Before we start, we need to install the following on the computer:
- Python
- Tweepy
- PySpark
- Pandas
- Neo4j
- NLTK
- Google Maps API for Python
- Word Cloud
Please refer to the official documents of these package for installation details. After installing above, we are ready to start.
We gather data from Twitter using Twitter Streaming API. Tweepy, a pre-built package for Python, handles auth in an easy way, providing convenience to users who wish to gather data from Twitter. To gather data, open python file “tweet_streaming.py”. We need to configure our credentials obtained from developer.twitter.com. We need to fill in the consumer token, consumer secret, access token, and access secret. Then we need to specify the path of the output file at the row “file”. In the function “on data”, in the “try” block, we can modify the condition and operation that we want to apply to our data. If we leave it as default, the program will only pick up those tweets whose owner has specified their user location. Finally, we can modify the keyword list in the filter to decide which keywords in tweets to track.
To clean data, use the file “location_clean.py”. First, put in the Google Maps API Access Key obtained from Google Maps into gmaps = googlemaps.Client( key= ). Then, modify the value of iFile and oFile to change the desired file path of input and output. Please remember that the input file is the same output file of the previous applications.

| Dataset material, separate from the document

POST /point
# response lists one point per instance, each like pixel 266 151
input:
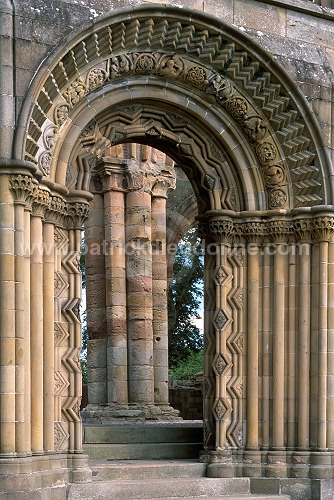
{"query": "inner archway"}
pixel 214 102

Finally, we can run the two applications in python. Type in the console python tweet_streaming.py to gather data from Twitter. The console will output the count of tweets that has been gathered. When you feel like that you are done gathering, simply hit Ctrl + C to exit the program. Then, clean the data by typing python location_clean.py. Wait for the program to naturally end, the output file will be the cleaned data in a JSON file called final_data.json.
To get the sentiment analysis result, run sentimentclean.py and sparkclean.py in series in python. Configure the input path to be the path of final_data.json. The input of sparkclean.py should be the output of sentimentclean.py. Finally, the output should contain the sentiment score on average.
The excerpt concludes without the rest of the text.